Maybe a better name for this post would be Blogger Demons. I should market bumper stickers that say "Got Demons?" and sell them at writers' conferences. I bet I'd make a fortune.
Yes, all of us writers have demons. Lots of 'em. Under different disguises. For some people, the mother of all demons is WRITER'S BLOCK. I know a writer who is so superstitious about this that he won't even say the phrase aloud. In fact, he gave me a book that contained those two words in the title, and taped the letter C over the B in the second word, thus changing the work to a discourse about Writer's Clock. Of course, he's heavily involved in theater, so I could probably scare four years off his life by walking up behind him and whispering "MacBeth" in his ear.
But demons come in all shapes and sizes. I have heard some successful writers talk about theirs, and I'm always blown away by what occurs to some people. I heard a best-selling author (believe me, you'd know his name, but it's not my place to air his confidences) once talk about his constant fear of not being able to write past page 40. That he would come to that particular page number and the book would be finished because he'd run out of plot points. I know a Young Adult/Middle Grade writer, also a best-seller, who worries that he is too old to write what he does, and that what he says will have no meaning for his target audience. Also clearly not the case, as he continues to sell and sell and sell.
My particular demons jump out of the floorboards and dance around the computer desk when I confront the blank screen and the blinking cursor. There are times I look at the screen and then get up and walk away. Coward! the demons hiss after me, chortling with glee. I come back eventually, and they start up again at once. On a good day, I can kick them all back into their little box under the floorboards, but there are other times... Well, best left to the imagination.
The blog goblin is the one that leers at me at the beginning of every week and says "What are you going to write about this time?" as he swings from his perch on the door to my office and hangs upside down. "You haven't got any idea, do you?" And he cackles.

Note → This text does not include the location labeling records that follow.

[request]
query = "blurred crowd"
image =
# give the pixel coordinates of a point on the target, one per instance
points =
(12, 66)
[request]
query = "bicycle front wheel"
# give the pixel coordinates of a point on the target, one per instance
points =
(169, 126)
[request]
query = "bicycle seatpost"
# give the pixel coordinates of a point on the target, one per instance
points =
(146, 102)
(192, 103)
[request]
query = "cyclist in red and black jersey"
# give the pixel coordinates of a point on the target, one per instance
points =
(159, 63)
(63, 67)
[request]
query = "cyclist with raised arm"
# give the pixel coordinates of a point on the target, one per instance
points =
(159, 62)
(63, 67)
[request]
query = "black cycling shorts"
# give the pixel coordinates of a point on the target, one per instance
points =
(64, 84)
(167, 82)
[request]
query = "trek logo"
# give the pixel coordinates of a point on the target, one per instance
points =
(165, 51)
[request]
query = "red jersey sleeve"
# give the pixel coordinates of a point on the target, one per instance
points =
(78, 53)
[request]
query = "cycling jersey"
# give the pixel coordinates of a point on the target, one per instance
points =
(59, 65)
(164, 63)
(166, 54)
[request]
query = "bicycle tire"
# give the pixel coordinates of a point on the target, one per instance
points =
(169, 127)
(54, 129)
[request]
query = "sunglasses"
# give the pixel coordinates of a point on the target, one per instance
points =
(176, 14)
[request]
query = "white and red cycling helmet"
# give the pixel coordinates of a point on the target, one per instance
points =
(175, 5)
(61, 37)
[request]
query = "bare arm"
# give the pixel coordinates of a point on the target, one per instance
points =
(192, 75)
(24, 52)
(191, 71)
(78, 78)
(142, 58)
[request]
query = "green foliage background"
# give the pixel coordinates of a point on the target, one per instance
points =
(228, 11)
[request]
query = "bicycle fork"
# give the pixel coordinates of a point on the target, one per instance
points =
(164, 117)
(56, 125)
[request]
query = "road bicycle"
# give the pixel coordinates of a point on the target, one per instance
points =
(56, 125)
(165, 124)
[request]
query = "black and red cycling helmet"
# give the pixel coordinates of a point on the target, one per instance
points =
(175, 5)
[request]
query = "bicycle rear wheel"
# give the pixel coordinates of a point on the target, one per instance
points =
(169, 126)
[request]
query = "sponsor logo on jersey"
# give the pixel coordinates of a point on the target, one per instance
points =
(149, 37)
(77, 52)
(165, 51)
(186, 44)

If I could throw things at this little creep, I'd do it. But of course, if I start throwing things at the door to my office, my husband would have a fit about the damage done. And possibly have me hauled away by ambulance. So my battles remain internal, a struggle to find an interesting topic while munching on way too many Hershey miniatures and perhaps the odd bag of chips.
Today, the little hobgoblins have given me a topic simply by existing. Next week, I won't be so lucky. But maybe by then my muse will have come back from her 20-year trek through Everywhere-Else-But-Here and handed me a worthy idea. In the meantime, back to the Hershey bars. I wonder if goblns eat chocolate?